I use asmjit in my c++ code and defined a function like below:
// parse asm_str to byte code, return the length of byte code
int assemble(bool isx64, unsigned long long addr, const char* asm_str, char buffer[MAX_INSTRUCTION_LENGTH])
{
// for test, I modified param's value
isx64 = true;
addr = 0x6a9ec0;
asm_str = "call 0x00007FFF1CF8CEE0";
auto arch = isx64 ? Arch::kX64 : Arch::kX86;
// Initialize Environment with the requested architecture.
Environment environment;
environment.setArch(arch);
// Initialize CodeHolder.
CodeHolder code;
Error err = code.init(environment, addr);
if (err) {
dbg_print_err("code.init failed, reason:%s", DebugUtils::errorAsString(err));
return 0;
}
x86::Assembler a(&code);
err = AsmParser(&a).parse(asm_str, strlen(asm_str));
if (err) {
dbg_print_err("AsmParser(&a).parse failed, asm_str=\"%s\" addr=0x%llx reason:%s", asm_str, addr, DebugUtils::errorAsString(err));
return 0;
}
else {
CodeBuffer& buf = code.sectionById(0)->buffer();
memcpy(buffer, buf.data(), buf.size());
print_byte_hex(buffer, buf.size());
return (int)buf.size();
}
}
When I run this funciton and got the result of buffer is 40 E8 00 00 00 00
and not find any error. Actually, I known about that this instruction could not compile to byte code in addr(0x6a9ec0
). So, I want to know how to determine if such instructions are compiled successfully in the code.
How to determine if such instructions are compiled with errors in the byte code.
I have more of these types of questions:
Following @Petr 's introduction, I have generated the following instruction bytecode:
FF 15 02 00 00 00 CC CC E0 CE F8 1C FF 7F 00 00
The result of disassembling this bytecode at this address using X64dbg is as follows:
00006a9ec0| FF15 02000000 | call qword ptr ds:[0x6a9ec8]
00006a9ec6| cc | int 3
00006a9ec7| cc | int 3
00006a9ec8| E0CEF81CFF7F0000 | dq 7FFF1CF8CEE0
However, doing so still does not solve the problem, because after the instruction completes this call, the bytecode at address 0x6a9ec6 will be considered as instruction to execut, which clearly does not comply with the logic of the program.
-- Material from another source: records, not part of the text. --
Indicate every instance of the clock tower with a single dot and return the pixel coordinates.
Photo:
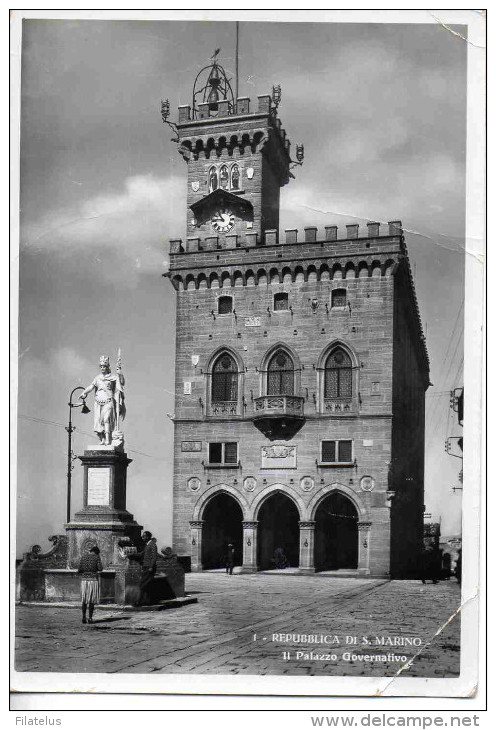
(238, 159)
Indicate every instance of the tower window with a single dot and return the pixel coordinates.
(336, 452)
(225, 380)
(338, 375)
(223, 453)
(235, 177)
(280, 375)
(338, 298)
(281, 302)
(213, 183)
(224, 305)
(224, 177)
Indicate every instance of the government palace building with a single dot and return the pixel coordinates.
(301, 366)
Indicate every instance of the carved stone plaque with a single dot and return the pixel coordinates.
(98, 486)
(278, 456)
(253, 321)
(190, 445)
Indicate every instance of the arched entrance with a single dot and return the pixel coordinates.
(223, 524)
(336, 533)
(278, 530)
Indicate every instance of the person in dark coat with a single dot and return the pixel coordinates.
(458, 567)
(429, 565)
(148, 558)
(230, 559)
(90, 566)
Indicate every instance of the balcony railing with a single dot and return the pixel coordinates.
(338, 405)
(224, 408)
(279, 405)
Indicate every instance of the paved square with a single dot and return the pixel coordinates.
(231, 630)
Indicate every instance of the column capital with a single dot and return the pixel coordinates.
(250, 524)
(364, 526)
(307, 525)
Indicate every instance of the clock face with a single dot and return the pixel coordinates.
(223, 222)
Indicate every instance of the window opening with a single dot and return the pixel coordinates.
(212, 180)
(235, 177)
(338, 375)
(224, 305)
(224, 380)
(336, 452)
(338, 298)
(280, 375)
(281, 302)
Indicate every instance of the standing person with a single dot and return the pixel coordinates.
(429, 564)
(458, 567)
(230, 559)
(148, 567)
(90, 566)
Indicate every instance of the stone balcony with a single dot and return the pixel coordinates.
(279, 416)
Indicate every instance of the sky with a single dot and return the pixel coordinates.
(381, 111)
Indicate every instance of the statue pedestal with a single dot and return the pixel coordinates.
(104, 519)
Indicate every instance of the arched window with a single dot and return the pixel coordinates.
(338, 375)
(280, 374)
(224, 305)
(224, 177)
(212, 180)
(235, 177)
(224, 379)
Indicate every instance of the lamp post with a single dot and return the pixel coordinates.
(70, 428)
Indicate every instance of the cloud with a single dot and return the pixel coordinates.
(126, 228)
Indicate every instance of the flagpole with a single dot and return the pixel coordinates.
(237, 62)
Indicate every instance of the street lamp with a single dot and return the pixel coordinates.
(70, 456)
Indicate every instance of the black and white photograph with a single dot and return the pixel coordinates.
(248, 259)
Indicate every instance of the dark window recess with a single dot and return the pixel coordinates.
(338, 380)
(224, 380)
(344, 451)
(280, 375)
(338, 298)
(336, 452)
(281, 302)
(215, 453)
(224, 305)
(231, 453)
(223, 453)
(328, 451)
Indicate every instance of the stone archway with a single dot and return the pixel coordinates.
(336, 533)
(278, 530)
(222, 524)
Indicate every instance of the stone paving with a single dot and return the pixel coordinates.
(231, 630)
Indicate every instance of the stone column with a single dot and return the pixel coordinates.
(196, 544)
(307, 542)
(250, 534)
(364, 547)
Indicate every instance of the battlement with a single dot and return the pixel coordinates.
(291, 236)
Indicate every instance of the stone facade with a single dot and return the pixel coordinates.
(353, 292)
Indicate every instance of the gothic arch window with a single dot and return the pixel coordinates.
(224, 177)
(280, 374)
(338, 373)
(235, 177)
(338, 298)
(212, 180)
(225, 380)
(224, 305)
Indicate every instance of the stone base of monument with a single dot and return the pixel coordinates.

After searching for relevant information, I found that using bytecode directly to encode can obtain the correct logic. The specific method is to convert this call instruction into the following instructions:
7FFB694C0960 | FF15 04000000 | call qword ptr ds:[7FFB694C096a]
7FFB694C0966 | EB 0a | jmp 7FFB694C0972
7FFB694C0968 | 48 a1 0102030405060708 | mov rax, storage address for calls
7FFB694C0972 | 90 | nop
As a beginner, there are still many similar problems that need to be solved. These issues all occur after moving a 64 bit instruction to another address, such as:
lea rax, ds:[rip+0x9DCAA]
mov rax,ds:[rip+0x100]
Near jump within a function
Far jump
Loop instruction
...
This has brought many difficulties to my assembly learning. My current solution is to replace these instructions accordingly without changing the original logic.
For example:
0x00007fff1f618d5f cmp byte ptr ds:[rip+0x1637C6], 0x0
will be replaced with:
push rax
mov rax,0x7fff1f77c52c
cmp byte ptr ds:[rax], 0x0
pop rax
Note: In here, rip+0x1637C6=0x7fff1f77c52c
I don't know if there are any side effects to doing this, and is there a better solution when using powerful ASmJIT?